Tuesday, November 25, 2014

Resurrecting Manny




The Venetian Macau - It's been a while since Manny Pacquiao had knocked out an opponent cold and the drumbeats are on, conjuring a distant memory of a quivering Hatton.  American boxer Chris Algieri comes in as seemingly the perfect pick to end that naught.  The tempo has been set early on by the battles of Vasyl Lomachenko versus Piriyapinyo and Jessie Vargas versus Antonio DeMarco like a peaking crescendo in flashy Macau. And then Zou Shiming fought Thailand's Onesongchaigym, and time became painfully slow.  Shiming clowned with his opponent, moving against the clock with a smirk on his face and both arms dropped to the waist.  People next to me started to bicker.

I was hoping to see Manny Pacquiao share that sense of eagerness and urgency, but didn't. Chris Algieri fought the way I expected.  He starts with nice jabs and most of the time kept moving away with all the bravery he could possibly muster.  He mixes things up with a left hook and a lead straight until this becomes a cliche phrase that a fighter of Pacquiao's caliber easily reads and shuns in distaste.  Pacquiao drops him early.  He dropped him six times in the fight.  Algieri managed to keep moving with superb conditioning but now more top-heavy, leaning hard on both sides with his lanky frame.  At times it looked like the Filipino champion didn't have to do much more than wait for the right timing.  It looked like the American would eventually knock himself down as he kept swaying with his poor balance anyway.

The Manny Pacquiao of old that we have all been longing for was up there in the ring... somewhere. With less than a month to go before Pacquiao turns 36 years old the number of people who doubt his abilities are growing.  There were moments when he could have took advantage of a situation to turn the fight around, and you could tell that he detected them as Algieri's style isn't really too deceptive.  He wasn't rushing things either.  The best way to limit the efficacy of an opponent's movement is to wear him down by applying constant pressure, aim for the body, roughshod him to the ropes- a fighting style Manny Pacquiao is known to be very good at.  Yet after knocking down the American a couple of times, even as he was past the precautionary stage, after the ninth when the fight could have and should have ended, the Filipino champion settled for less against a physically torn opponent.

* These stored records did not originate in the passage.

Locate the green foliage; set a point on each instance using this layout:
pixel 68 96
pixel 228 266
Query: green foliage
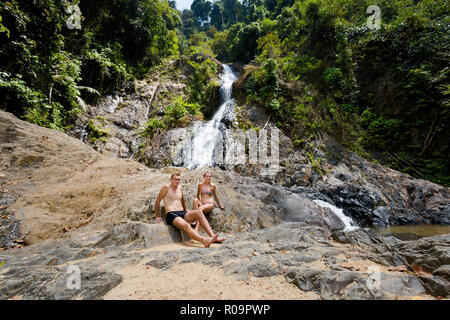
pixel 44 63
pixel 152 126
pixel 177 111
pixel 96 132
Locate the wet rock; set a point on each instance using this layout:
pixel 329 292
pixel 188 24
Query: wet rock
pixel 443 271
pixel 436 286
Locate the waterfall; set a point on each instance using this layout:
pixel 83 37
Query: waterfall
pixel 347 221
pixel 200 150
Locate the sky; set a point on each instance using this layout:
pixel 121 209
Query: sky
pixel 183 4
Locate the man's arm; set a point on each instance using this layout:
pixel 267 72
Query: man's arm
pixel 161 195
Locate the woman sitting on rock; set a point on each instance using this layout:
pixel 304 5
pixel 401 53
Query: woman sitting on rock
pixel 205 192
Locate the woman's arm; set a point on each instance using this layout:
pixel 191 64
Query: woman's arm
pixel 198 192
pixel 213 187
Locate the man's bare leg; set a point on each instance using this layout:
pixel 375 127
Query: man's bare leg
pixel 192 215
pixel 181 224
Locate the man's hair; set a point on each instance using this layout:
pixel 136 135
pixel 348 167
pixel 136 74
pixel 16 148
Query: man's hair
pixel 174 174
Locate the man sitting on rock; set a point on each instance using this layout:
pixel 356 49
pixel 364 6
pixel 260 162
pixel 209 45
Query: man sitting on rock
pixel 178 216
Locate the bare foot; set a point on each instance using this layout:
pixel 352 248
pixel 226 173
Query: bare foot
pixel 210 240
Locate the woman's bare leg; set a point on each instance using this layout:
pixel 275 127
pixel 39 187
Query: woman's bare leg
pixel 181 224
pixel 206 208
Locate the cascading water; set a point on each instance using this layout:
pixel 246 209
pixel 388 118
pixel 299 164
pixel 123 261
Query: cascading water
pixel 347 221
pixel 200 151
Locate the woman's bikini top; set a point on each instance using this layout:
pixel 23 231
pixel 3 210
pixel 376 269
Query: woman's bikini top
pixel 206 192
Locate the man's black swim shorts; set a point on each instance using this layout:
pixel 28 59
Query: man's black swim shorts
pixel 172 215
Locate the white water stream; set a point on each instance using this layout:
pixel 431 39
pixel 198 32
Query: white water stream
pixel 347 221
pixel 200 151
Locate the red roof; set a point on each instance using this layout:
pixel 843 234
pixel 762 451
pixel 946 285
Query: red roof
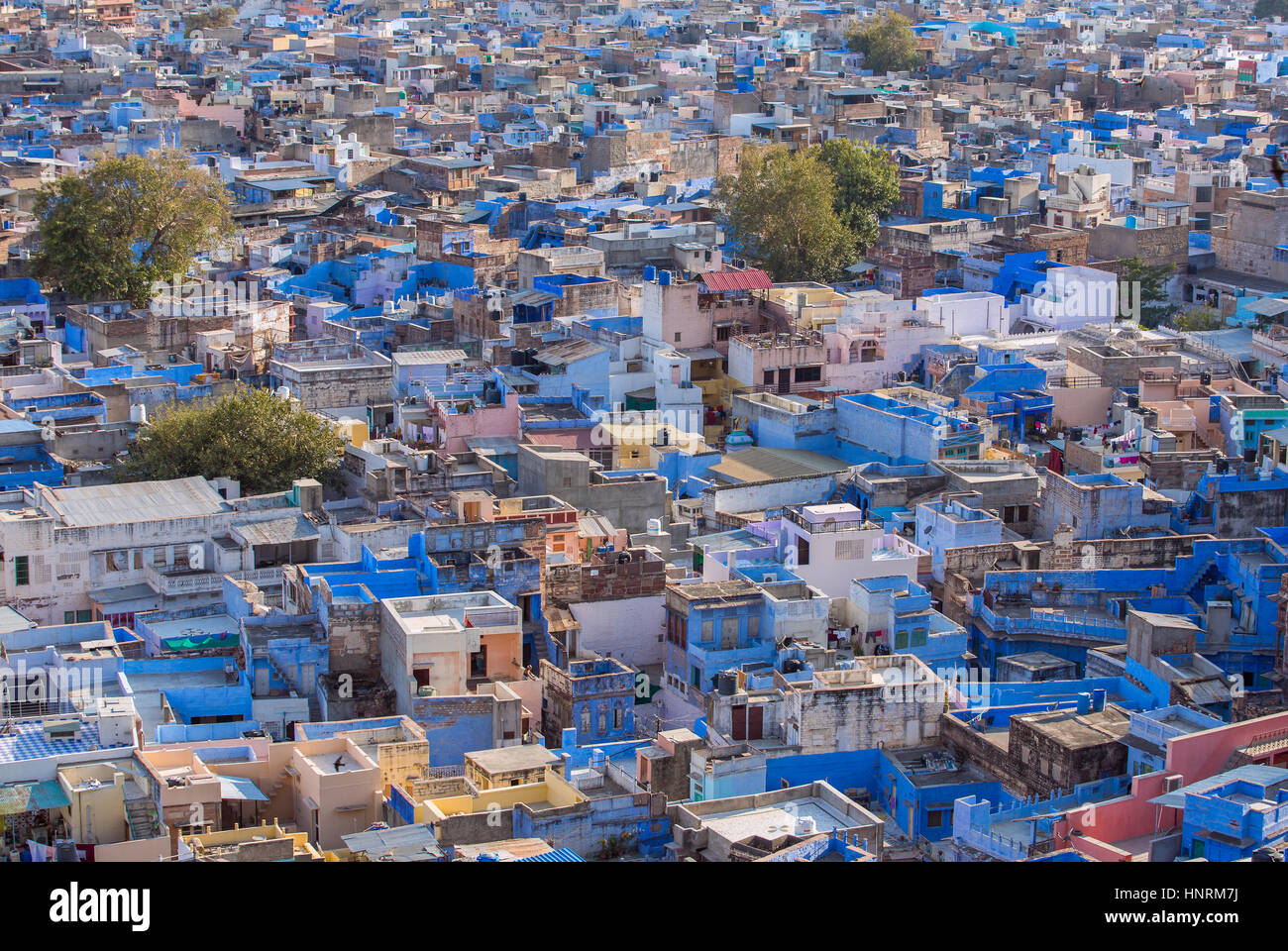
pixel 751 278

In my humble opinion, it was not so much that Manny Pacquiao had failed to finish off Chris Algieri.  How could he have failed when it seems he never really tried? The speed, stamina, and power were all there. The killer instinct may have diminished but there is no way of proving that. So the question remains if the Pacquiao of old is finally back. I think the question should be, did Chris Algieri pose the level of challenge needed to invoke Manny's best? I bet the Manny Pacquiao we know is too humble to say No.